Mars 2020 & Motiv – The Advanced Robotics Of Perseverance
Our four-part blog series on the history of space robotics continues with a look at the arm of Perseverance. Motiv’s previous engineering innovations with robotics led to the development of their contribution to the Mars 2020 mission.
Motiv’s forward-thinking work in space-based motion control has attracted wider attention from the space exploration community. In 2015, Motiv was contracted by NASA’s Jet Propulsion Laboratory (JPL) to design and build a robotic arm for use on the Mars 2020 Perseverance rover.
The challenge Motiv faced was to develop an arm with greater payload capacity and positional precision than required for previous rover missions. Motiv’s team of engineers used their collective expertise – and backgrounds in robotics – to create an arm suitable for the most advanced rover mission to Mars ever launched.
Perseverance landed on Mars, in Jezero Crater, on February 18th, 2021, after completing its long journey – nearly 300 million miles – from Earth. The rover is now exploring, analyzing, and documenting the terrain of Jezero – the presumed site of an ancient lake and river delta. Perseverance is gathering evidence of geologic and atmospheric conditions that once supported the existence of surface water on Mars.
Strengths Of The Robotic Arm
NASA wanted an arm capable of drilling into Martian rock and soil, to collect samples for analysis. Motiv was tasked with creating an arm equipped with the kind of heavy-duty hardware to make such drilling possible, while being lightweight enough for the rover to remain mobile. To enable the coring system to penetrate targeted surface areas, Motiv gave the arm a sense of touch, in the form of a force-torque sensor.

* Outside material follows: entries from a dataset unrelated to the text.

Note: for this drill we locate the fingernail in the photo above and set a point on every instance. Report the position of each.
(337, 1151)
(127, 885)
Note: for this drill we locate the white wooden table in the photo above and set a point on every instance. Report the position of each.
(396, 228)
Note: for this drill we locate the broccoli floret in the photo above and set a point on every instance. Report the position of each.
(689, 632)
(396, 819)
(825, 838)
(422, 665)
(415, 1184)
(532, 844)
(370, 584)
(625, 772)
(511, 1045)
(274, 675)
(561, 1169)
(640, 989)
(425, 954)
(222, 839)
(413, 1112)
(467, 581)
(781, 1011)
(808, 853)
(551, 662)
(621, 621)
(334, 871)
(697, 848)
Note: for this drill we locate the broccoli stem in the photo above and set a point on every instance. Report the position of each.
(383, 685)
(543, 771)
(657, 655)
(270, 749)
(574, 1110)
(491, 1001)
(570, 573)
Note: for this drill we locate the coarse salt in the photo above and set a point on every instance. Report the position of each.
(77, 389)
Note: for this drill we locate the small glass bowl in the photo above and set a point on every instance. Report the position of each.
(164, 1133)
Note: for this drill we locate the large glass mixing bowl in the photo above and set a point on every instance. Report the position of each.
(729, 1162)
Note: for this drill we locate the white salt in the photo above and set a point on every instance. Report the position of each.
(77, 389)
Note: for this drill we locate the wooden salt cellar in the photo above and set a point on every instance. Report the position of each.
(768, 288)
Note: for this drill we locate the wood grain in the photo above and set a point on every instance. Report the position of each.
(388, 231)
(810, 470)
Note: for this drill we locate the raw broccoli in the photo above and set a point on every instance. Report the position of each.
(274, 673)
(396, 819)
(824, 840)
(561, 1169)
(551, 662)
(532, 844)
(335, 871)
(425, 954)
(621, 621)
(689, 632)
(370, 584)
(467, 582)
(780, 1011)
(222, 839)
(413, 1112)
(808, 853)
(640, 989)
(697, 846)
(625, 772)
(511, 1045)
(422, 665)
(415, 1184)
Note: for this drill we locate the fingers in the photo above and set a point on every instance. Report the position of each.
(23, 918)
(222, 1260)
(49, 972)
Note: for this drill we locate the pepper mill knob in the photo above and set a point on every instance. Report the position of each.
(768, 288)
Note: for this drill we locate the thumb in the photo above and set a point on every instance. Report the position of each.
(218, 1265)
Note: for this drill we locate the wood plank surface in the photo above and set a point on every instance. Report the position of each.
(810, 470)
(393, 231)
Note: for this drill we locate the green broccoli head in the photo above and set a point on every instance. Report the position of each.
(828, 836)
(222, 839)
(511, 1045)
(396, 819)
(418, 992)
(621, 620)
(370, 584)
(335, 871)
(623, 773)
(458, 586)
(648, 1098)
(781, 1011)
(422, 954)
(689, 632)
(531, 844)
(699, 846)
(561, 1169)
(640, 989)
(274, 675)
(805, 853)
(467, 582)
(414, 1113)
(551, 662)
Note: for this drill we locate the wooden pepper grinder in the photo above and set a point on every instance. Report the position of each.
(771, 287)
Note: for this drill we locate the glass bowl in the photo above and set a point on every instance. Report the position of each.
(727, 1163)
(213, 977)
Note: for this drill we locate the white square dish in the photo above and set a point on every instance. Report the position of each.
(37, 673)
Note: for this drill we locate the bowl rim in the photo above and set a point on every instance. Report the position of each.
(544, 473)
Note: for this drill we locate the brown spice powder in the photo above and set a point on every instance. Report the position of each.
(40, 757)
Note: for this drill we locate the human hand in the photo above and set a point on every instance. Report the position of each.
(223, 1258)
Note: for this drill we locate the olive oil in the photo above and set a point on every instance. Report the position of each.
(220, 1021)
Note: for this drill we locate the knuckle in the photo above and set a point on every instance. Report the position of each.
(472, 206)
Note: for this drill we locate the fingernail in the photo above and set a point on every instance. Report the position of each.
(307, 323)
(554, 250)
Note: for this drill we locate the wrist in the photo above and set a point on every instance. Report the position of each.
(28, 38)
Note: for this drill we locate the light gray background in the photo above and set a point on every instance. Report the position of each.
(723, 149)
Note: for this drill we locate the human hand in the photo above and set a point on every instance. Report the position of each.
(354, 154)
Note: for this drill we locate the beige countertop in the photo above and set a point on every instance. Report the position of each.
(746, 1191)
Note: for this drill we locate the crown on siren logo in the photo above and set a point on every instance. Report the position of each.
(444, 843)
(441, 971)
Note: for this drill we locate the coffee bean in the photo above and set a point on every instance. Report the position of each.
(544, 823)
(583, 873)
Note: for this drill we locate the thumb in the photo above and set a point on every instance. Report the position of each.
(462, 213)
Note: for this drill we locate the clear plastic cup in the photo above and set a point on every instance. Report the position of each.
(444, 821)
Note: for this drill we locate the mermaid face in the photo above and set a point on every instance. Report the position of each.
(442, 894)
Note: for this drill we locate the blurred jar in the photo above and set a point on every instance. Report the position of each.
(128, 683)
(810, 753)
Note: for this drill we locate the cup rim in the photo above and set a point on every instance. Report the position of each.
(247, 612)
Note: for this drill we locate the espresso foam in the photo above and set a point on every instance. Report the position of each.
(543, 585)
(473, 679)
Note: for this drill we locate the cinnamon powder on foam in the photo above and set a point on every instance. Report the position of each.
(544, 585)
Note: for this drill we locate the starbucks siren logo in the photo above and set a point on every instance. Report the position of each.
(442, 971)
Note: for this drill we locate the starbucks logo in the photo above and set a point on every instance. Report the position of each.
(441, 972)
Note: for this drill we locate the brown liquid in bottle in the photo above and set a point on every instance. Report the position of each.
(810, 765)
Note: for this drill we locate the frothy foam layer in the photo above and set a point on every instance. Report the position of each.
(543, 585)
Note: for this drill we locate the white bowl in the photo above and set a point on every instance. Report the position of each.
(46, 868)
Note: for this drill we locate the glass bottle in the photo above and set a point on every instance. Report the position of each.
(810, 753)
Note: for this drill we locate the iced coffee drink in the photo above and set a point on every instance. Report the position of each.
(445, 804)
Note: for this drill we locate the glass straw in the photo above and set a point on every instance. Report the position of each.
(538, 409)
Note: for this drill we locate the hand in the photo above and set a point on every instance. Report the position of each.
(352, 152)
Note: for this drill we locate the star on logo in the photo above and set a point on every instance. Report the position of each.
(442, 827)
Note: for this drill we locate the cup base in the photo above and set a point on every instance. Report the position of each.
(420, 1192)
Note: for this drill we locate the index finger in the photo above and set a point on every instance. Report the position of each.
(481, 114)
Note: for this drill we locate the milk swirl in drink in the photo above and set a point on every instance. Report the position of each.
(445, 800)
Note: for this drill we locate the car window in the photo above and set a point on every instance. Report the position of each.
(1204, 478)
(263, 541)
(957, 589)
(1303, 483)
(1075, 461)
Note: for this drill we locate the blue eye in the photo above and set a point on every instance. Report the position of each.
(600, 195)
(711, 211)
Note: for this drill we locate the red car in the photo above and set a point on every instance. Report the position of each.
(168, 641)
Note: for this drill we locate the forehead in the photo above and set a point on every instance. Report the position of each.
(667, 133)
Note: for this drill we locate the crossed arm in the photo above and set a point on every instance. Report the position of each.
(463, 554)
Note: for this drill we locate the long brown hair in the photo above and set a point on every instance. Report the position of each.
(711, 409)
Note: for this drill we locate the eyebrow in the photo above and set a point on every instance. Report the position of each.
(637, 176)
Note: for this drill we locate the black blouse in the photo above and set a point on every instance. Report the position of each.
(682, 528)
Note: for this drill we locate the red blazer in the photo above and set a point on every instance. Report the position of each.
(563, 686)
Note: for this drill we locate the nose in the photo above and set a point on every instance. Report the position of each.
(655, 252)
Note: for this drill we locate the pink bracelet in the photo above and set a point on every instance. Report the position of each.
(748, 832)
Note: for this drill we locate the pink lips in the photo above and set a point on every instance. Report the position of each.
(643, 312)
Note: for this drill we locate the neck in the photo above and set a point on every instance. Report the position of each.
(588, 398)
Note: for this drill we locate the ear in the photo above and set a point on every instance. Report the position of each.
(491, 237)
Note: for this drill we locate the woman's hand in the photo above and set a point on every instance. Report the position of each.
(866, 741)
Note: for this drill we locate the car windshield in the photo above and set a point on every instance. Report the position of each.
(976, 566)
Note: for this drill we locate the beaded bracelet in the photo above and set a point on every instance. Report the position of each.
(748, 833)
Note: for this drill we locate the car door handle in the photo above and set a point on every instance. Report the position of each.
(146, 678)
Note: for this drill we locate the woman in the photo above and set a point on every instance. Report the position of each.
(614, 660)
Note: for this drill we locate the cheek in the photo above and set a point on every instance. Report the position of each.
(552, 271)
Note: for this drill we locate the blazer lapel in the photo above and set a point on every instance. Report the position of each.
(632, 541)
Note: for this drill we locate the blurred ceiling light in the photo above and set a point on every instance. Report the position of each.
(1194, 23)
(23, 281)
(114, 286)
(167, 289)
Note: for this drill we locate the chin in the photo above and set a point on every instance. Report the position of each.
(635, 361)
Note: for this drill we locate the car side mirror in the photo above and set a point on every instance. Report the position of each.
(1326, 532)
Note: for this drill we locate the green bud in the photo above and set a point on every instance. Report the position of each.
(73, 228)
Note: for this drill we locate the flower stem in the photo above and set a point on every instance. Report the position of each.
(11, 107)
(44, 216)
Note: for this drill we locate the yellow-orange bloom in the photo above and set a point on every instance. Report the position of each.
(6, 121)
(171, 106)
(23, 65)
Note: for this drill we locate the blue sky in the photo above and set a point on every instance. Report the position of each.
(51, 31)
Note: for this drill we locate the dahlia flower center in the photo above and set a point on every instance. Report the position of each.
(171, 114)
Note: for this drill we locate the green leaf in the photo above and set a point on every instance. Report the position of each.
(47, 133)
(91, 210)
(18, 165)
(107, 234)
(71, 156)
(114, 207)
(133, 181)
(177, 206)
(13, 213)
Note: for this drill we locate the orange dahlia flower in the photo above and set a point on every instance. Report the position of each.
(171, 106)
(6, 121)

Using weight-on-bit information, the force-torque sensor tells the coring system how much drilling force to apply – and in which direction – during sampling operations. The sensor also acts as a safety mechanism, in case the rover slips while the rotary percussive drill is in use.
After drilling, the coring system sends the collected rock and soil samples to the rover’s internal encapsulation system. Part of the rover’s mission is to deposit these samples at a designated site – for retrieval on a future mission.
The Arm’s Other Capabilities
Five points of articulation provide a full range of motion for the seven-foot robotic arm attached to Perseverance. Along with the coring system, the arm’s turret is equipped with cameras, a ground contact sensor, and a dust removal tool.
For closer analysis of the Martian surface, the arm uses SHERLOC and WATSON, instruments designed to detect and document the presence of minerals and organic materials. WATSON captures magnified images of rock and soil samples for SHERLOC to inspect and analyze. WATSON also records images of the rover’s wheels and undercarriage, so that scientists on Earth can spot any potential mobility/operation issues for Perseverance.
Capability Through Ingenuity
Without its robotic arm, Perseverance would not have the same tactile access to its surroundings, nor the capability for such precise examination of Martian terrain. Motiv’s team of engineers delivered technology that gives scientists unprecedented access to the surface of Mars.
The Mastcam-Z cameras mounted to Perseverance were also developed by Motiv. Designed to capture zoomable stereoscopic images – and video – at a range of focal lengths, the advanced imaging technology of Mastcam-Z provides spectacular views of the Martian landscape.
Motiv’s Mission & Challenges
To make the arm’s instruments – not to mention the arm itself, along with Mastcam-Z – functional in an extreme environment like the surface of Mars, Motiv conducted months of rigorous testing and development, to ensure system resilience. Only so much troubleshooting can be managed from mission control on Earth –millions of miles away. Through an intensive engineering process, and after a series of simulations, Motiv completed and delivered the arm to JPL – for subsequent delivery to Mars, mounted to Perseverance.